A professora Renata Marinho acrescenta “que o próprio termo solteirona, mesmo sendo entendido como brincadeira, tem uma conotação pejorativa, ao remeter à ideia de uma mulher que não conseguiu cumprir o que a sociedade espera em relação ao matrimônio”. “Por que não se fala em solteirão?”, questiona.
Ainda quando se remete à conotação machista em que a Festa pode ter sido submersa, Renata lembra que a região do Cariri “infelizmente se destaca quando se fala de violências (no plural mesmo) contra a mulher, e é necessário sermos vigilantes para identificar e combater o machismo”.
A professora completa dizendo que “quando se pensa em uma festa como essa realizada em Barbalha, é preciso considerar que é um evento que envolve a participação de diferentes grupos de pessoas, com visões de mundo, interesses e posições muito variadas. Sendo assim, é inevitável perceber conotações machistas. Destaco especialmente as representações da mulher tendo que ‘apelar ao Santo’ para conquistar um marido”, conclui a docente da Urca.
Simone lança outra observação sobre a associação do Pau da Bandeira ao órgão sexual masculino, símbolo da virilidade. Conforme destaca, “mesmo no seu sentido que remete aos cultos, à fertilidade, traz nos dias de hoje uma reflexão a respeito dessa ideia do poder, de força, e da potência masculina dominante na festa”.
Essa “construção fálica que segrega a mulher a um papel de coadjuvante”, completa Simone, “ao mesmo tempo em que a uma cobrança as mulheres pelo matrimônio, se mantém como uma ideia de necessidade a fim de garantir a felicidade das mesmas”.
“Cobrança esta que não ocorre com os homens, que gozam da liberdade de viverem a vida sem serem o tempo todo taxados de encalhados, solteirões ou titios.”
Simone Pereira, professora e pesquisadora
Reinvenção
Diante desta constatação em que há conotações machistas, a festa passou por alguma reinvenção?
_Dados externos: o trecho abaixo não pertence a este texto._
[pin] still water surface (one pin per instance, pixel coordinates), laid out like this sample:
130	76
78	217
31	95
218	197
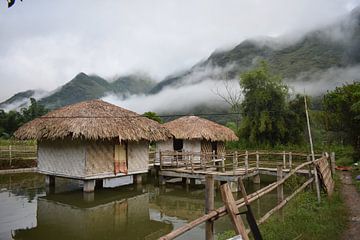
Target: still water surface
131	212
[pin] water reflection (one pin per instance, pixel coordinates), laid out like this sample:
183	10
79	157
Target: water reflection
130	212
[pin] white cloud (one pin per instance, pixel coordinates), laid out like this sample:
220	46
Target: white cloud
46	43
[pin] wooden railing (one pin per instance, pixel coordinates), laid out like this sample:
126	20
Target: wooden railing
231	161
12	153
214	214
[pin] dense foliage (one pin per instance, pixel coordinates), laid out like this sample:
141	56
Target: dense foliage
268	117
12	120
342	108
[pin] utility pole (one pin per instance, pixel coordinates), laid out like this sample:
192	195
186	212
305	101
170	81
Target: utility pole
312	152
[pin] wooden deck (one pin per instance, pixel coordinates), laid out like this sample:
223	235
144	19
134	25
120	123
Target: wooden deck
228	167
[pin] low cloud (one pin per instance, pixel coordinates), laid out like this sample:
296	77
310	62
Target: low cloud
317	83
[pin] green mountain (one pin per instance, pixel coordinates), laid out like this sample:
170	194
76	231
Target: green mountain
84	87
337	45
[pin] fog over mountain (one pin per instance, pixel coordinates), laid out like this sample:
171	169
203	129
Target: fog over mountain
315	53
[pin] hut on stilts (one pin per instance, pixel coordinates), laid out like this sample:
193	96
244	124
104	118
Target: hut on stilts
92	140
195	134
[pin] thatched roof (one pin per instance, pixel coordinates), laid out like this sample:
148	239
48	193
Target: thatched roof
94	119
192	127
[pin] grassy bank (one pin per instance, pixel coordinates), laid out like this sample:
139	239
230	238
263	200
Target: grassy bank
304	219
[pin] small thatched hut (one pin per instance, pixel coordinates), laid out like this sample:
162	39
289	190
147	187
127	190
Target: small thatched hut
92	140
194	134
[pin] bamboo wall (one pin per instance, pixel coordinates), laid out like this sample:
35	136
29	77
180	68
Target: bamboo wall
99	158
62	157
138	156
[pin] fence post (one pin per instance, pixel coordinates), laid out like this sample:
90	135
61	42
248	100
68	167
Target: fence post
209	206
160	158
284	159
214	158
235	162
280	188
10	155
290	160
192	162
246	162
332	162
222	162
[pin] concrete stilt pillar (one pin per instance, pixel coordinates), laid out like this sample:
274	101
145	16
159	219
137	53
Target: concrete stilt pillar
50	181
138	178
89	186
88	196
256	179
162	180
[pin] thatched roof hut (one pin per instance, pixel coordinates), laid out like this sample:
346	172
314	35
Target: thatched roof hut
92	120
194	134
93	140
192	127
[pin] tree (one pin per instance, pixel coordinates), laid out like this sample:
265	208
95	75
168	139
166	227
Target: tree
267	115
153	116
11	121
342	107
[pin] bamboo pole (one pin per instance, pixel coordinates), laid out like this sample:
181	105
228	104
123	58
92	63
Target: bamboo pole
246	162
219	212
312	152
283	203
209	205
235	162
233	211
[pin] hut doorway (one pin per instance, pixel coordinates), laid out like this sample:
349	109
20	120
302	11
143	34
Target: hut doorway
178	144
214	147
120	164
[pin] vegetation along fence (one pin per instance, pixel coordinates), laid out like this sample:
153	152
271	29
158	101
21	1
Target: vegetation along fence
17	156
230	162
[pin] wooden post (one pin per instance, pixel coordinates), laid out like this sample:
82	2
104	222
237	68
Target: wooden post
192	162
89	185
161	163
233	211
332	162
280	188
10	155
246	162
235	162
312	152
222	162
213	157
284	159
290	160
209	205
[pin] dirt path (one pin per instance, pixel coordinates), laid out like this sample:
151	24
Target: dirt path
352	200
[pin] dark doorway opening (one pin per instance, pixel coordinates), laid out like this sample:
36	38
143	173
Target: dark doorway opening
178	144
214	147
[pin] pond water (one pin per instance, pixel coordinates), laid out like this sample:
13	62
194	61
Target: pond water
130	212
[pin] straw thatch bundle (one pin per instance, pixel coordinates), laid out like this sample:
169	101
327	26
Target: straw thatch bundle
94	119
192	127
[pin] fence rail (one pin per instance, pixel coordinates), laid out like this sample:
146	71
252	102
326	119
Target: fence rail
214	214
12	155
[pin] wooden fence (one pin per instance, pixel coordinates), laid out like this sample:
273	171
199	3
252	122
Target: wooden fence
212	214
231	161
14	153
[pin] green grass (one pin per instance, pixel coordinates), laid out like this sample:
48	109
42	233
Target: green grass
356	172
304	219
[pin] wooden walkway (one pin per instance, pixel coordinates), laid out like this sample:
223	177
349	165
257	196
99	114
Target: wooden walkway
228	167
A pesquisadora Simone Pereira diz que é preciso “se pensar que as questões relativas ao casamento e a solteirice decorrem de uma construção histórica nem sempre simpática à condição feminina, visto que essa cobrança social que recai sobre as mulheres para obtenção de casamento é por vezes compulsória (assim como a maternidade etc.)”.
“Em uma sociedade de constantes mudanças e sobretudo no papel das mulheres é mister que repensemos sempre como vamos significar os espaços que ocupamos. Sabemos que é recorrente, em um pensamento mais ‘conservador’ a ideia que mulher para ser feliz tem que está casada”.
“Mas é fato que isso vem mudando e, cabe-nos reforçar sempre outras perspectivas para a condição das mulheres e suas liberdades de escolha, seja quanto ao casamento ou qualquer outra coisa.”